MyrtlethePurpleTurtle · 18/12/2024 14:15

wineandgarden · 13/12/2024 23:23

That was really brave and you did so much good! I hope you can get over the trauma to start to feel proud of yourself. I had a similar morning which had a huge impact on me and I ended up having physio for my shoulder and trauma counselling which was brilliant - please do do this - it's really important. The trauma counselling was good in making me talk through the event and then helping me to understand that the more I talked about what had happened the easier it would get to process. She also recommended I write down the event from start to finish. I'd been walking the dog and seen a really weird long shape like a really tall person in the trees, I realised it was a body hanging so I ran towards it screaming and then just grabbed it by the legs and held it up and just talked to that body, telling it was loved etc etc for what seemed like forever. Amazingly two women walked past and were so incredible - one went for help and the other helped me try to get the body down. I was holding it too high so she asked me to lower the body so she could get the cord off - then I ended up cheek to cheek with a WARM cheek (I'd thought it was already dead) and then as I looked it was a teenage girl and it must have only just happened - we got her down, she was 16 and it turned out school, police and parents were all out looking for her. Today she's alive and well and occasionally I see her around town. I don't think she knows who I am but that memory still sits with me. I also have such anger for the two runners who ran past us with music on so loud that they couldn't hear me shouting for help. I walked away in so much shock (dog thankfully not run off!) past ambulance and police and went home. I talked to my family about it and some friends but it's been a really odd event and a formative one. I think I feel alright about it now. I had a friend come with me and we cut down the branch she hanged herself from which was good and helpful. But otherwise it's time I think? Time, counselling, still an odd shoulder from holding up a weight for I don't know how long and I do enjoy shouting at runners for having both earphones in. Take care, get some counselling and keep talking about the event so you can process.

Why anger at the runners?

QuickDenimDeer · 18/12/2024 14:17

Wow, well done you.
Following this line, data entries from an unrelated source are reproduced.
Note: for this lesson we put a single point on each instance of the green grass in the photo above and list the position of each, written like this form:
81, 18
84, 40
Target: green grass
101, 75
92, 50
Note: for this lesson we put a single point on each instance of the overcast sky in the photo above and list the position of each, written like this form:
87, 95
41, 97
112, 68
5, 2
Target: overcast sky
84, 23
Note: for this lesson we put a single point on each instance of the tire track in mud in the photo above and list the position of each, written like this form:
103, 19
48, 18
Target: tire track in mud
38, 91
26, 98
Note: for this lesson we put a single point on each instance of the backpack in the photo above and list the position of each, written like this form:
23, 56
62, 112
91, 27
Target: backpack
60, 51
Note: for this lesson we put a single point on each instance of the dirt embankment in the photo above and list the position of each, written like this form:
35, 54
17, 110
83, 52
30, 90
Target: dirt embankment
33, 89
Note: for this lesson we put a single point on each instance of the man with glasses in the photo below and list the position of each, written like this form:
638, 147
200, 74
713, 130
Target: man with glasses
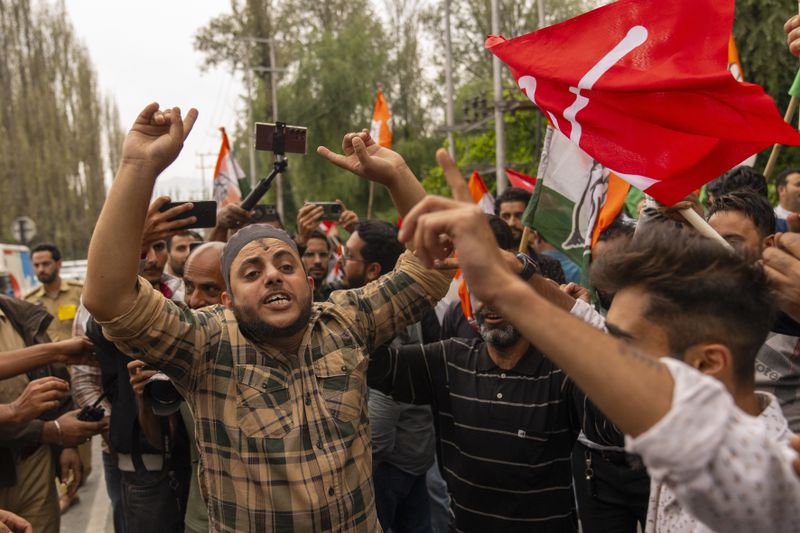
316, 258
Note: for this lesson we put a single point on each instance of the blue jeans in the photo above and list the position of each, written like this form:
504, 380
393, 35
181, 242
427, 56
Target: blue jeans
440, 500
401, 500
114, 489
152, 502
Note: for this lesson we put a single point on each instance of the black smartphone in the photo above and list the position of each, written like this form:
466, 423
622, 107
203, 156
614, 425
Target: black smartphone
330, 210
205, 211
293, 140
264, 213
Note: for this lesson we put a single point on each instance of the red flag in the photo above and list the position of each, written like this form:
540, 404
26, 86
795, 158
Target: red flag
520, 180
643, 87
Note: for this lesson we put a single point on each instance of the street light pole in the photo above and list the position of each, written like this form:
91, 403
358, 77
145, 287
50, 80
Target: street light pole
499, 125
448, 77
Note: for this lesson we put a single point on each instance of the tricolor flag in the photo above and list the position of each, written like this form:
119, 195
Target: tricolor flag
520, 180
576, 198
480, 193
381, 130
226, 175
735, 68
734, 65
643, 87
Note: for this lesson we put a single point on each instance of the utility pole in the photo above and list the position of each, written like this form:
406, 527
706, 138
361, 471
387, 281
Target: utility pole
251, 140
448, 77
499, 125
273, 71
540, 5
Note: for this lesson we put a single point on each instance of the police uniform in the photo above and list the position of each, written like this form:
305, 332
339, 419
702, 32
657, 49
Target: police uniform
63, 307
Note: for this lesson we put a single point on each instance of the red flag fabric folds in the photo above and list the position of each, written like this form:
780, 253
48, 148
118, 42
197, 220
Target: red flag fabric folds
643, 87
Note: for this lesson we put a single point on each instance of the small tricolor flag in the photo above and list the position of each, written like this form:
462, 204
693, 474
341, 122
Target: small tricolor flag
480, 193
381, 130
226, 175
520, 180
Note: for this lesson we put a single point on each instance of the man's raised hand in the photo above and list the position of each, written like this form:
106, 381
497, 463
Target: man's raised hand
156, 138
76, 351
364, 157
437, 224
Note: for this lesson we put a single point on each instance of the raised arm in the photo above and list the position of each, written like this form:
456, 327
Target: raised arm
365, 158
154, 141
634, 390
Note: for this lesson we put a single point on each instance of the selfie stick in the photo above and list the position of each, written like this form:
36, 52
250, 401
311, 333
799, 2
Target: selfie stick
280, 165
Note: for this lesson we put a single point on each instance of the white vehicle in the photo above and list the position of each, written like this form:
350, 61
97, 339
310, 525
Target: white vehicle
17, 276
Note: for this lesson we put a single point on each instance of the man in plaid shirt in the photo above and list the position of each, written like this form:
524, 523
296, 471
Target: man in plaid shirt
277, 385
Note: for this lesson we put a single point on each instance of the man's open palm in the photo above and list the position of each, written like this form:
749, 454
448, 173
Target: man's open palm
156, 138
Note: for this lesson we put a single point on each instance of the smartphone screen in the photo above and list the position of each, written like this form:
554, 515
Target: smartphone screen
205, 211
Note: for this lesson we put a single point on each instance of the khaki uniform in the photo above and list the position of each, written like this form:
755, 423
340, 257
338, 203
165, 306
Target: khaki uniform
33, 497
63, 307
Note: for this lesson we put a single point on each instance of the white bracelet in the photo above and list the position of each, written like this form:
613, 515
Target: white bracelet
60, 434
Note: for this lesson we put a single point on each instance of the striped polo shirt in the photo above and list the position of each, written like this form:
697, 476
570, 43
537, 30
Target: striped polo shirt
504, 437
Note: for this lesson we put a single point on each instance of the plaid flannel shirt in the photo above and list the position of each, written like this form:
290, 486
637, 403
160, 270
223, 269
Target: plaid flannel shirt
284, 438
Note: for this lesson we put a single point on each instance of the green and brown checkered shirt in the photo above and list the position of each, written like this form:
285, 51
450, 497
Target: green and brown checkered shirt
284, 438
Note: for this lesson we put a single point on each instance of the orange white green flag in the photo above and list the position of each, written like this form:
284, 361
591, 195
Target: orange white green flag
381, 130
575, 199
227, 174
480, 193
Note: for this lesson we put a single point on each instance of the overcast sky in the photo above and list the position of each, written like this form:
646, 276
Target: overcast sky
142, 51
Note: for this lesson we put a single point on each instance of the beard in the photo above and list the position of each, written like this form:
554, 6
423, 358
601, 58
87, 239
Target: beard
502, 336
47, 278
356, 282
260, 332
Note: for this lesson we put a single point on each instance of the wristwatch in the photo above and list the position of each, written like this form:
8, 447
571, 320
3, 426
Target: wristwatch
529, 266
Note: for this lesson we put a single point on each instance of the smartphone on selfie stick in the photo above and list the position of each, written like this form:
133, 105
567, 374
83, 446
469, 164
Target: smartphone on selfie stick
279, 139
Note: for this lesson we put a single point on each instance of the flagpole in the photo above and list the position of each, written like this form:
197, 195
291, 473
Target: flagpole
776, 149
499, 125
795, 92
703, 227
526, 238
448, 81
526, 231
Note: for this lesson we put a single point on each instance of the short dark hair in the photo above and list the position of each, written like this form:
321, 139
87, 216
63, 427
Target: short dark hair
741, 177
512, 194
618, 228
47, 247
502, 232
183, 233
752, 205
699, 292
780, 181
380, 243
317, 234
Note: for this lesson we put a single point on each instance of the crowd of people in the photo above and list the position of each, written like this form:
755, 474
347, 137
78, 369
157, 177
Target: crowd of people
249, 380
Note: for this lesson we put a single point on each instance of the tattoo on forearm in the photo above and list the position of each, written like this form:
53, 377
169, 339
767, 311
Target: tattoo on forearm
626, 350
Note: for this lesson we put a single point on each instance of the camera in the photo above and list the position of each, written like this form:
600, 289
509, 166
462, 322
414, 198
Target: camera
164, 397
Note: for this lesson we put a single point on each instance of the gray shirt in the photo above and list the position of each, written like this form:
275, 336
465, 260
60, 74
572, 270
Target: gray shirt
777, 372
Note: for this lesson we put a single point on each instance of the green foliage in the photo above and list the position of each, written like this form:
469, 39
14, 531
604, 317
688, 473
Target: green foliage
54, 125
758, 30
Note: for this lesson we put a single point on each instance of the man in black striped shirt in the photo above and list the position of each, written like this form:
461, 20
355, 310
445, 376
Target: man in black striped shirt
505, 425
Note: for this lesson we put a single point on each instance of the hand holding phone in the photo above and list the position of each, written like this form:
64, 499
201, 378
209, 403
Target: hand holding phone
204, 211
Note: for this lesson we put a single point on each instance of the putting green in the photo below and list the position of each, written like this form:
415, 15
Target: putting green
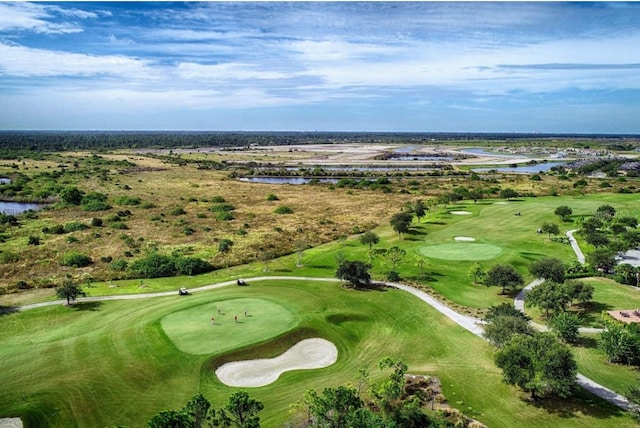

I’m not so sure it’s what I would have done, being totally honest. It takes a certain type of person.

wineandgarden · 18/12/2024 18:11

MyrtlethePurpleTurtle · 18/12/2024 14:15

Why anger at the runners?

Because they had earbuds in and had loud music on and didn't hear me calling for help - they were only about 10m from me. I really needed help and they just pranced past in their own little worlds.

MyrtlethePurpleTurtle · 19/12/2024 06:32

wineandgarden · 18/12/2024 18:11

Because they had earbuds in and had loud music on and didn't hear me calling for help - they were only about 10m from me. I really needed help and they just pranced past in their own little worlds.

[deleted because I wrote an unnecessarily catty message]

SummerGardenFlowers · 19/12/2024 06:50

I think I saved one of my friends. She was at a low ebb, another friend and I were on a group chat with her, she said she'd drunk some alcohol and taken a single sleeping tablet and was just going to go to sleep. My other friend didn't bat an eye and said she'd speak to her tomorrow and have a good sleep. I felt like something was off and phoned her husband to get him to go and check on her immediately - when he got there she was blue and needed resuscitation, turned out she'd drunk a lot more than she'd said and had taken an overdose of sleeping pills. I don't think she'd have survived. I'm not actually on friendly terms with her any more but I do occasionally think of this with horror at the devastation it would have caused to her husband and children.

Deathraystare · 19/12/2024 13:27

What a wonderful thing to have done! Glad it al worked out ok.